2. Strange coincidence: just a couple of days ago, David Brooks's NY Times op-ed piece was "A Human Capital Agenda."
Posted by: Jay Livingston | May 17, 2007 at 06:02 AM
Robert Waldmann:
"It is always possible to draw any desired policy recommendation from an economic model with rational optimizing agents (I choose the policy recommendations and then write the model and I just admitted it in public). Economic theory is only restrained by the limits to the intellectual flexibility of the theorist."
Notice carefully what it means to mask a philosophical base in developing both a social-economic model and policy to follow logically from the model. A subtle and powerful criticism....
Posted by: anne | May 17, 2007 at 07:14 AM
A better measure is the shape of the inequality. If the income distribution remains balanced and normal, then having it broad or narrow is immaterial for efficiency. Efficiency is the key measure and will be optimum if the curve is balanced properly.

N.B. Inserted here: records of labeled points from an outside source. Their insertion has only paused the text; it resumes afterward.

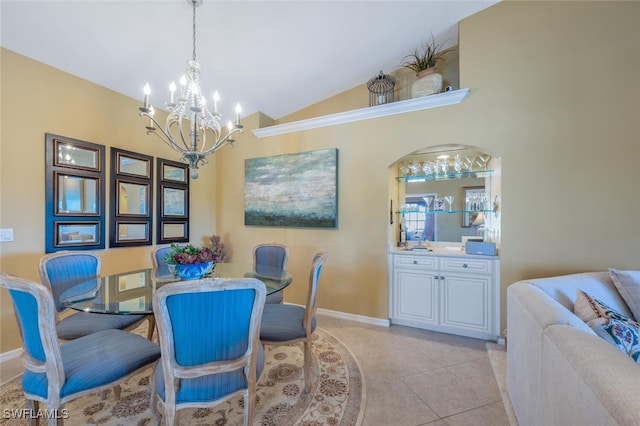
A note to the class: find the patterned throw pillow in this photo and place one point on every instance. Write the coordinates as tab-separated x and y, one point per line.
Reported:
628	285
589	308
620	334
614	327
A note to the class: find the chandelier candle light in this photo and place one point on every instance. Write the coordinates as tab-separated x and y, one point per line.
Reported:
190	121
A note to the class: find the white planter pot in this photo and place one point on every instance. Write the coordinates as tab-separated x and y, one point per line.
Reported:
427	85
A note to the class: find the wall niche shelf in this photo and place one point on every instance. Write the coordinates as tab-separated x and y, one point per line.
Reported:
399	107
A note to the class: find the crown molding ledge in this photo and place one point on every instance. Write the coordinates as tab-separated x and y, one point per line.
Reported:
425	102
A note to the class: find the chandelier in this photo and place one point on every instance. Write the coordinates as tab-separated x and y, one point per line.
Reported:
191	128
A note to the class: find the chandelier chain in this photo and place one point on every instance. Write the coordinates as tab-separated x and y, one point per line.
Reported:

A narrow PID distribution indicates a specialized economy.
We are back to the bubble argument, which, I guess, says that we cannot obtain increased efficiency without unbalancing the PID.
I doubt it. We are most likely to improve efficiency by making smaller adjustments over time, doing it without the bubble on some part of the PID curve.
Posted by: Matt | May 17, 2007 at 10:30 AM
The biologist, Ruth Hubbard, once wrote "[E]very theory is a self-fulfilling prophecy that orders experience into the framework it provides" and that helps make some sense of the world Becker and Murphy describe but frankly attempts at rationalization by very intelligent people more usually remind me of Whitehead's, "Every philosophy is tinged with the colouring of some secret imaginative background, which never emerges explicitly into its train of reasoning."
Posted by: RW | May 17, 2007 at 10:49 AM
Does anyone have a good response to Slocum and ionides?
Posted by: Nick Schulz | May 17, 2007 at 12:38 PM
This thread is yet another sign that Economics has erred terribly in turning away from thinking seriously about (and teaching) economic methodology, in thinking about the difference between honest work and dishonest work. Every other social science has methodology as a required course (in some cases it is the only required course). In most economics graduate programs the course is not even *offered*.
When a practicing economist (I hope I have not mischaracterized Robert) can ruefully write: "It is always possible to draw any desired policy recommendation from an economic model with rational optimizing agents (I choose the policy recommendations and then write the model and I just admitted it in public). Economic theory is only restrained by the limits to the intellectual flexibility of the theorist."
... then we know that Economics is a discipline/profession in crisis - a crisis of credibility and a crisis of integrity.
Posted by: d-slam | May 17, 2007 at 12:47 PM
"(a) increases in the return to education caused by spreading inequality in pretax wages won't lead to increases in educational attainment, but (b) decreases in the return to education caused by reducing inequality in after-tax wages will lead to decreases in educational attainment."
Why is this supposed to be contradictory? It merely says that after-tax wages affect behavior and pre-tax wages don't.